Descripción de la Exposición
La geometría de las canciones
«Las formas de la naturaleza», escribe Djerzinski, «son formas humanas. Es en nuestro cerebro donde aparecen los triángulos, los entrelazamientos y los ramajes. Los reconocemos, los apreciamos; vivimos en medio de ellos. En medio de nuestras creaciones, creaciones humanas, comunicables a los hombres, nos perfeccionamos y morimos. En medio del espacio, el espacio humano, tomamos medidas; con estas medidas creamos el espacio, el espacio entre nuestros instrumentos.»
Michel Houellebecq, Las partículas elementales
La ciencia ha quedado fuera de nuestro alcance. Quizás nunca lo estuvo. Pero, quiero decir, fuera del alcance de la gente común, la gente “de civil”. Sus palabras muestran una tendencia a la especialización infinita, a la, ya que estamos entrando en clima, atomización. A cada parcela del conocimiento se le piden sucesivos compartimentos y para cada uno, hay nuevas áreas que nombrar.
Antes de esto la ciencia y el arte fueron, alguna vez, hermanos. No, qué digo, fueron gemelos monocigóticos: comparten el mismo origen, el ADN. Después de unos días, o unos siglos, se dividieron en dos células que, para ser distinguidas, recibieron nombres diferentes. Desde entonces Arte y Ciencia han hecho caminos separados, pero cada tanto se miran o se guiñan. A veces se entienden; a veces, simplemente, se imitan. Imitar a la ciencia empieza como un juego de niños: jugar al laboratorio, jugar a la farmacia, al doctor, ¿quién no lo ha hecho? Es en ese momento cuando se practica una forma de la mímesis que quizás, si se la pudiera conservar hasta la adultez, nos convertiría en sujetos revolucionarios, como pensaba Walter Benjamin. La posibilidad de unir percepción con acción en un solo gesto, de creer en lo que imaginamos, es un impulso cuya primera chispa ocurre en el juego. Probablemente el único reservorio de esos impulsos siga siendo el arte y no es casual, entonces, que allí se guarden esas formas de encantamiento que la ciencia nos produce.

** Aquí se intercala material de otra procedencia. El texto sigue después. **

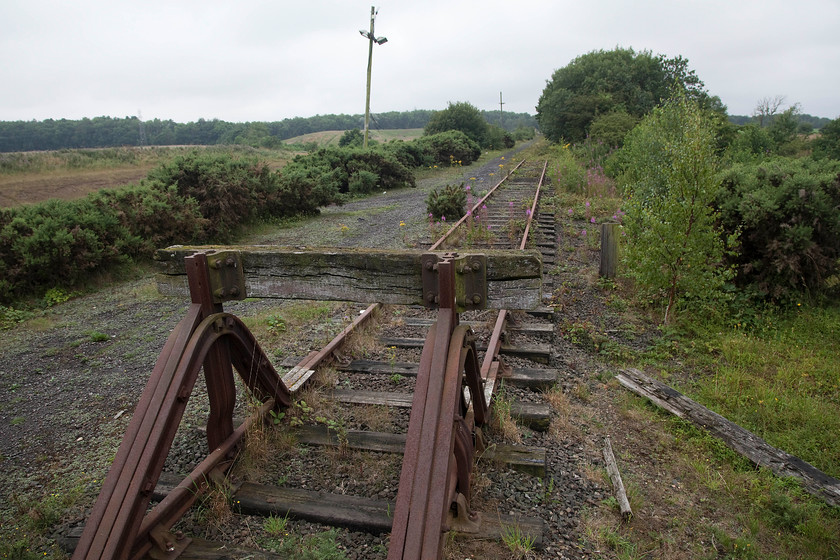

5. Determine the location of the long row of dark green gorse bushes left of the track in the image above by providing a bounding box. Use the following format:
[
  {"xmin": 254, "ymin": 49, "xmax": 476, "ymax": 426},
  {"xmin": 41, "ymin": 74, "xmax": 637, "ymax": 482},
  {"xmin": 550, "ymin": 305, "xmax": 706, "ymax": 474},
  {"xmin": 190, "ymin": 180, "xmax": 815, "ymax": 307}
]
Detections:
[{"xmin": 0, "ymin": 131, "xmax": 492, "ymax": 303}]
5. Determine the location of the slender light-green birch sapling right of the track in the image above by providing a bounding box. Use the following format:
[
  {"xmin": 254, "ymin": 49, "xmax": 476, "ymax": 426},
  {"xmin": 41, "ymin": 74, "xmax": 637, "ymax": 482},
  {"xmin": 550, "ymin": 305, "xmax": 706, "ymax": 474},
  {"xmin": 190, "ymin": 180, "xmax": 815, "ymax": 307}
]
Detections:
[{"xmin": 623, "ymin": 90, "xmax": 731, "ymax": 323}]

La obra de Julián Terán está hecha de esos deseos. Basta ver nomás cómo se embelesa con las formas de un paisaje galáctico, las líneas entre las estrellas, las rayas que forman un volumen, el suelo vuelto manto. ¿Existen esas cosas? No sabemos. ¿Importa? Tampoco. El artista no es gente que respete exageradamente los protocolos de una disciplina; para eso está la ciencia, que duda poco. De la matemática, lo que más parece importarle es la música, esa forma de partir el tiempo en un dibujo. Terán mide el largo de las canciones amadas al reescribirlas, y las dispone en formas geométricas, quizás para compararlas con el universo. Una estrofa de Zitarrosa es como el mapamundi, parece decirnos. En ese sentido las imágenes de la ciencia, en la obra de Julián, no conforman un discurso monolítico que todo lo sabe, sino el lugar donde reposa ese prodigio humano que son las canciones. El parece tener a la vez, como los artistas románticos del siglo XIX, un amor por los rasgos particulares, expresados en el folclore, y una fascinación por el infinito. Es ahí donde las canciones funcionan como mapa, ruta y hogar; frente al silencio eterno de los espacios abismales, un puñado de giros, expresiones, astillas de la música, nos ofrece refugio y consuelo. Meridiana sea quizás una forma de hacer conversar esas dos escalas de la imaginación.